Poker and Life - Lessons in both.

A rule that all good poker players live by:
Always try and make the best decision possible with the information you have attained. This makes a good poker player, it may not necessarily mean you will win the hand, or lose the least amount of money, but it's what all good poker players live by.

There is a concept known as the "Sklansky Dollar" named after the mathematical/poker genius of the same name. It is an imaginary amount of money that you earn every time you make a good decision mathematically.

If you get all-in with a hand that will win 80% of the time you will take 80% of that pot and add it to your "Sklansky Dollar" total, no matter the outcome of the hand. For example, you get all in with a hand that has a 70% chance of winning, and the pot total is 100 dollars, no matter if you get sucked out or if you win the hand, you have earned 70 Sklansky Dollars.

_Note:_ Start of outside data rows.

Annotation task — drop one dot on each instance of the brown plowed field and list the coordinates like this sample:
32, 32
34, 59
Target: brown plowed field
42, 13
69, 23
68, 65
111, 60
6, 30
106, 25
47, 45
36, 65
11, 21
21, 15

Now don't go out and start calculating this figure for all of your poker games, the math will overwhelm you and you won't have enough time to think about the game and will probably start playing worse. It's the concept that is important here. Essentially in the long run after playing thousands if not millions of games of poker you should expect your *actual* earnings to equal your Sklansky Dollars.

This concept helps people realize that the longer you play good poker, the more money you should earn. It also illustrates that you *will* and *should* have your pocket aces cracked from time to time, Sklansky Dollars wouldn't equal out in the long run if this didn't happen.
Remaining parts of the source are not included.